Suppose that \(\bar{p}, \bar{q}\) and \(\bar{r}\) are three non-coplanar vectors in \(\mathbb{R}^3\). Let the components of a vector \(\bar{s}\) along \(\bar{p}, \bar{q}\) and \(\bar{r}\) be 4,3 and 5 respectively.
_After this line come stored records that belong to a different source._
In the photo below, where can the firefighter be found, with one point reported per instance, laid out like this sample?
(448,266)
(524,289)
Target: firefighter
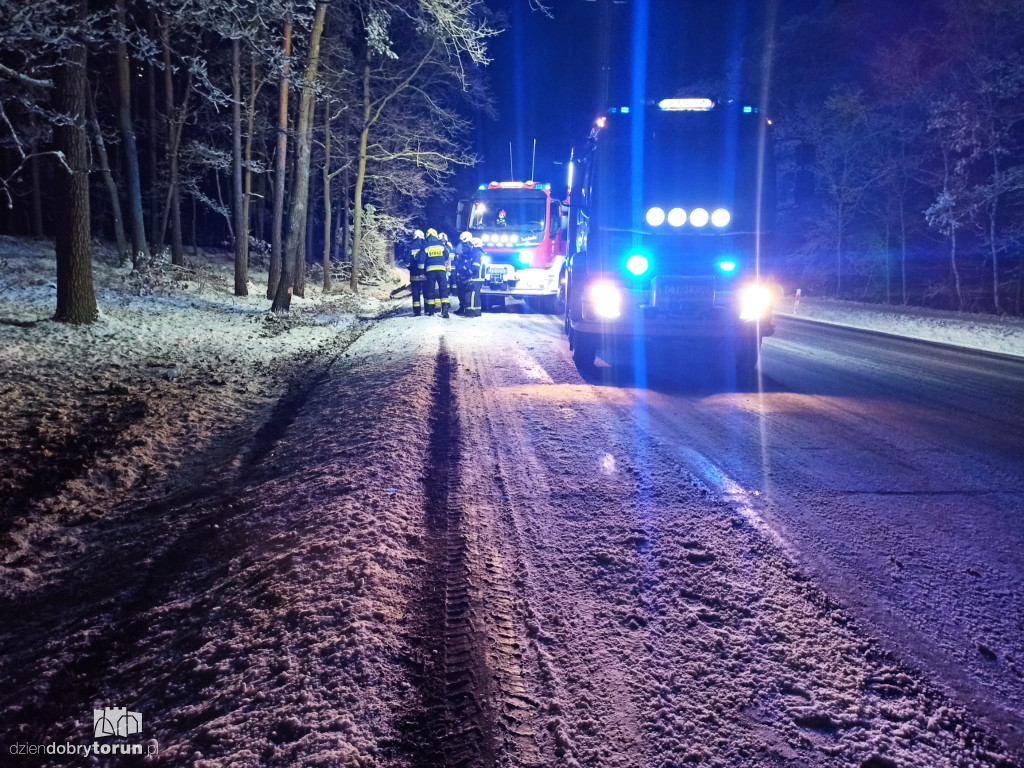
(471,283)
(450,254)
(417,275)
(435,265)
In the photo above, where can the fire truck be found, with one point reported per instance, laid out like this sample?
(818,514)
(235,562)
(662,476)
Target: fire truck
(671,206)
(523,235)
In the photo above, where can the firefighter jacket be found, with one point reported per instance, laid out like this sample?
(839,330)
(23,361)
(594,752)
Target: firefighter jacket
(416,260)
(434,255)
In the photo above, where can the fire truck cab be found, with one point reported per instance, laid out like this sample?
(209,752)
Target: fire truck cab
(523,233)
(671,204)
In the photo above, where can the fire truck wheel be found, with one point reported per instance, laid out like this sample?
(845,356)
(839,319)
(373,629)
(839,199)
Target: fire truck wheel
(584,351)
(551,305)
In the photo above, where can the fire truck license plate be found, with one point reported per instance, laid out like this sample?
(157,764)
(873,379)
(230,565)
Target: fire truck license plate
(679,294)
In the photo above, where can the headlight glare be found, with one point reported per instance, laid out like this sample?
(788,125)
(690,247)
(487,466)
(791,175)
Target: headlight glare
(755,301)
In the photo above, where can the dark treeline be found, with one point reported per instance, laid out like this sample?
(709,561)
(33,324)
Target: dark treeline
(900,146)
(303,130)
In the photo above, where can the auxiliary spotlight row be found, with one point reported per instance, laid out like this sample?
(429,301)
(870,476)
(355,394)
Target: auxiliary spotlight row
(697,217)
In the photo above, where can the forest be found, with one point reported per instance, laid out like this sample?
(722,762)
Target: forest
(900,150)
(239,124)
(309,134)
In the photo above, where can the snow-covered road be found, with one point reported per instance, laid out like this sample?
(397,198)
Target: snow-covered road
(450,549)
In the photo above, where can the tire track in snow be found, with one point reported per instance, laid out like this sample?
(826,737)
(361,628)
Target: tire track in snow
(458,724)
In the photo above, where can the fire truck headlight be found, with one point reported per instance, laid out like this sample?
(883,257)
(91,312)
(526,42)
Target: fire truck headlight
(607,300)
(755,301)
(655,216)
(677,217)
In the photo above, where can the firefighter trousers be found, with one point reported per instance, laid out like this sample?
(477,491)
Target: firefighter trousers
(416,287)
(437,295)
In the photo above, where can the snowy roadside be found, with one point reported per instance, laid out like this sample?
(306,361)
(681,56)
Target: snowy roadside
(271,617)
(986,333)
(92,416)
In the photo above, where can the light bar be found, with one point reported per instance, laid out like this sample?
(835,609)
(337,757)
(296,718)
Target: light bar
(637,264)
(677,217)
(685,104)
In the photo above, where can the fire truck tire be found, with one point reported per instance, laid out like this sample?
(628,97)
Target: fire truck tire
(584,351)
(551,305)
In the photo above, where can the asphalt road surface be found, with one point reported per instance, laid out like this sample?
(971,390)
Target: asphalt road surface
(445,547)
(891,471)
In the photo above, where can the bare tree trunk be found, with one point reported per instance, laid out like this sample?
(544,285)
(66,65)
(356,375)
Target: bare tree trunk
(327,197)
(241,224)
(251,117)
(360,175)
(195,238)
(839,255)
(1020,283)
(223,209)
(303,139)
(889,227)
(37,188)
(124,248)
(305,247)
(955,268)
(137,222)
(902,238)
(173,136)
(76,297)
(992,212)
(281,164)
(154,195)
(346,219)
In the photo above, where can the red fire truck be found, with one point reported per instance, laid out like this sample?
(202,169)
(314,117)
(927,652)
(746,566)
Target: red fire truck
(523,235)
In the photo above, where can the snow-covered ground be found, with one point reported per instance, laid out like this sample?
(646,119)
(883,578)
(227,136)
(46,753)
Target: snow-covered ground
(90,416)
(444,547)
(987,333)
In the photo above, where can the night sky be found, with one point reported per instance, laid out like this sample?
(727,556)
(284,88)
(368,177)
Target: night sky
(547,75)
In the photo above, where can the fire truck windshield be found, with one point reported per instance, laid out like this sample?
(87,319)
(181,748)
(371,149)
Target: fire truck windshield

If the components of this vector \(\overline{\mathrm{s}}\) along \((-\overline{\mathrm{p}}+\overline{\mathrm{q}}+\overline{\mathrm{r}}),(\overline{\mathrm{p}}-\overline{\mathrm{q}}+\overline{\mathrm{r}})\) and \((-\overline{\mathrm{p}}-\overline{\mathrm{q}}+\overline{\mathrm{r}})\) are \(x\), \(y\) and \(z\) respectively, then the value of \(2 x+y+z\) is

Given
\(\begin{aligned}
& \overline{\mathrm{s}}=4 \overline{\mathrm{p}}+3 \overline{\mathrm{q}}+5 \overline{\mathrm{r}} \\
& \mathrm{~s}=(-\overline{\mathrm{p}}+\overline{\mathrm{q}}+\overline{\mathrm{r}}) x+(\overline{\mathrm{p}}-\overline{\mathrm{q}}+\overline{\mathrm{r}}) y+(-\overline{\mathrm{p}}-\overline{\mathrm{q}}+\overline{\mathrm{r}}) \mathrm{z} \\
& \begin{aligned}
& 4 \overline{\mathrm{p}}+3 \overline{\mathrm{q}}+5 \overline{\mathrm{r}}=(-x+y-\mathrm{z}) \overline{\mathrm{p}}+(x-y-\mathrm{z}) \overline{\mathrm{q}} \\
&+(x+y+\mathrm{z}) \overline{\mathrm{r}}
\end{aligned}
\end{aligned}\)
Comparing, we get
\(\begin{aligned}
\therefore \quad & -x+y-z=4 ...(i)\\
& x-y-z=3 ...(ii)\\
& x+y+z=5
...(iii)\end{aligned}\)
Solving (i), (ii) and (iii), we get
\(x=4, y=\frac{9}{2}, z=\frac{-7}{2}\)
\(\begin{aligned}
\therefore \quad 2 x+y+z & =2(4)+\frac{9}{2}-\frac{7}{2} \\
& =2(4)+1 \\
& =9
\end{aligned}\)